Attestation de Sécurité
Le OWASP Top 10 for Agentic Applications (2026) définit les risques de sécurité les plus critiques pour les systèmes d'agents IA. Voici comment VeriSwarm couvre chacun d'eux. Pour un examen approfondi des deux principaux risques, découvrez comment VeriSwarm aborde la détection d'injection de prompts et l'empoisonnement d'outils MCP.
Du contenu non fiable ingéré (documents, pages web, e-mails, réponses d'outils) redirige les objectifs de l'agent alors qu'il croit toujours servir l'utilisateur — injection de prompt agentique au niveau de la couche de planification.
Les agents invoquent des outils légitimes de façon dommageable — mauvais paramètres, enchaînement d'outils non sécurisé, transmission d'une sortie non validée à une API plus puissante — ou sont détournés par des métadonnées d'outils empoisonnées.
Des identifiants excessifs, partagés, à longue durée de vie ou hérités permettent la réutilisation d'identifiants, l'élévation de privilèges et l'usurpation d'identité de l'agent.
Compromission via les frameworks, les fournisseurs de modèles, les intégrations d'outils, les serveurs MCP ou les registres — empoisonnement de paquets, CVE MCP — certaines découvertes seulement à l'exécution.
Le langage naturel se transforme en code ou en commandes shell exécutés hors des limites prévues — le mur entre instruction et exécution s'effondre, permettant une évasion de sandbox ou une RCE sur l'hôte ou les systèmes en aval.
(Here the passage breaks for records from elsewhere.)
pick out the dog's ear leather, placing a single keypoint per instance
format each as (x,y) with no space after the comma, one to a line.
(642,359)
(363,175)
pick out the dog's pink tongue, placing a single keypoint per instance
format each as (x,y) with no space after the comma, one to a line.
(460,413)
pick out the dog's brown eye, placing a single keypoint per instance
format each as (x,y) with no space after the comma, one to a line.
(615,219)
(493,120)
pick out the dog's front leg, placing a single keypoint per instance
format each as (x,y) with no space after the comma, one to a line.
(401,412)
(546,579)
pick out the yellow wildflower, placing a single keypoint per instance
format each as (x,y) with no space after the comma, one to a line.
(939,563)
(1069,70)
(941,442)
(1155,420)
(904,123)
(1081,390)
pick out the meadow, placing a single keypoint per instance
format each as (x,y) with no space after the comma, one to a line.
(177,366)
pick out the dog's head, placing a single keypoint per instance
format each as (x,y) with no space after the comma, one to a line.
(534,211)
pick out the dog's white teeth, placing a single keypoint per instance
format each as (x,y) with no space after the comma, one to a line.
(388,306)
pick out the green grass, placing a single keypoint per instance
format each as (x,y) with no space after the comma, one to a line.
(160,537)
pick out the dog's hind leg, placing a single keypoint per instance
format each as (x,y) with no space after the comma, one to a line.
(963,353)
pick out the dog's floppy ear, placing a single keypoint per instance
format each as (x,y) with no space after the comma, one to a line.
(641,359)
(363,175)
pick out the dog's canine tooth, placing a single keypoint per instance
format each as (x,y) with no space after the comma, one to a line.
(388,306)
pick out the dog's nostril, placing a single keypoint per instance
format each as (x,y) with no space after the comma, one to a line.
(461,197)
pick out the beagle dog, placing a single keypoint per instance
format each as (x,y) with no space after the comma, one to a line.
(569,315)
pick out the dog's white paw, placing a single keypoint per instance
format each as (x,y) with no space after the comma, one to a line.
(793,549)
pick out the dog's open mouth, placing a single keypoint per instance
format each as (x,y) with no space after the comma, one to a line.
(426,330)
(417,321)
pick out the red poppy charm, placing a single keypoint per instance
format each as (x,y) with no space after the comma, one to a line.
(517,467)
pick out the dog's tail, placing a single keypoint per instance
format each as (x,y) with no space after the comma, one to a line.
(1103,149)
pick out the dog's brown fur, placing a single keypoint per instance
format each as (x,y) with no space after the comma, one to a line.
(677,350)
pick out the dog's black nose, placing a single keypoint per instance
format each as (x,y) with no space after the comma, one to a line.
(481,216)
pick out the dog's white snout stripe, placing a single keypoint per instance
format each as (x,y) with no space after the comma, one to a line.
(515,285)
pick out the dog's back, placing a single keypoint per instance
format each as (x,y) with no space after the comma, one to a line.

VeriSwarm restreint l'accès aux outils d'exécution de code et analyse les injections de commandes, mais ne place pas l'exécution du runtime de l'agent en sandbox ; déployez des runtimes d'exécution isolés/éphémères pour une couverture ASI05 complète.
Des adversaires implantent des informations fausses ou malveillantes dans le contexte de session, les index de récupération ou la mémoire persistante, influençant le comportement de l'agent lors de sessions et pour des utilisateurs futurs.
VeriSwarm vérifie les décisions critiques et journalise la provenance, mais ne gère pas le magasin de mémoire de l'agent ; validez les écritures en mémoire et auditez la mémoire persistante dans votre runtime d'agent.
La messagerie inter-agents manque d'authentification, d'intégrité ou de vérification d'origine, permettant l'usurpation, la falsification, la relecture ou l'enregistrement de faux pairs — un agent compromis se propage à travers tout le réseau.
Une mauvaise décision, une hallucination ou une compromission se propage à travers les agents et workflows connectés plus vite que les humains ne peuvent le détecter — la sortie d'un agent devient l'entrée de confiance d'un autre.
L'humain est dans la boucle et approuve effectivement, mais l'agent le manipule pour l'y amener — des résumés fluides et sûrs d'eux qui masquent l'opération réelle sous-jacente, ou de la persuasion pour extraire des identifiants ou des données. Les journaux montrent une approbation humaine valide alors que ce qui a été affiché ne correspond pas à ce qui a été exécuté.
VeriSwarm fournit la divulgation du statut IA et du responsable (préparation à l'Article 50), l'attribution de confiance et l'analyse des personas trompeurs ; il ne contrôle pas l'interface de l'agent pour faire respecter l'intégrité de l'affichage opération-brute-vs-résumé.
L'agent lui-même devient une menace interne — perte de confinement des politiques par un acteur déjà situé à l'intérieur du périmètre de confiance, par défaut de conception, dérive dans le temps ou compromission. Il poursuit discrètement des objectifs non autorisés et peut persister d'une session à l'autre alors que l'activité en surface semble normale.
Le point de terminaison /v1/compliance/owasp-attestation renvoie un rapport par tenant avec votre statut de couverture spécifique, le nombre de preuves et des recommandations d'amélioration.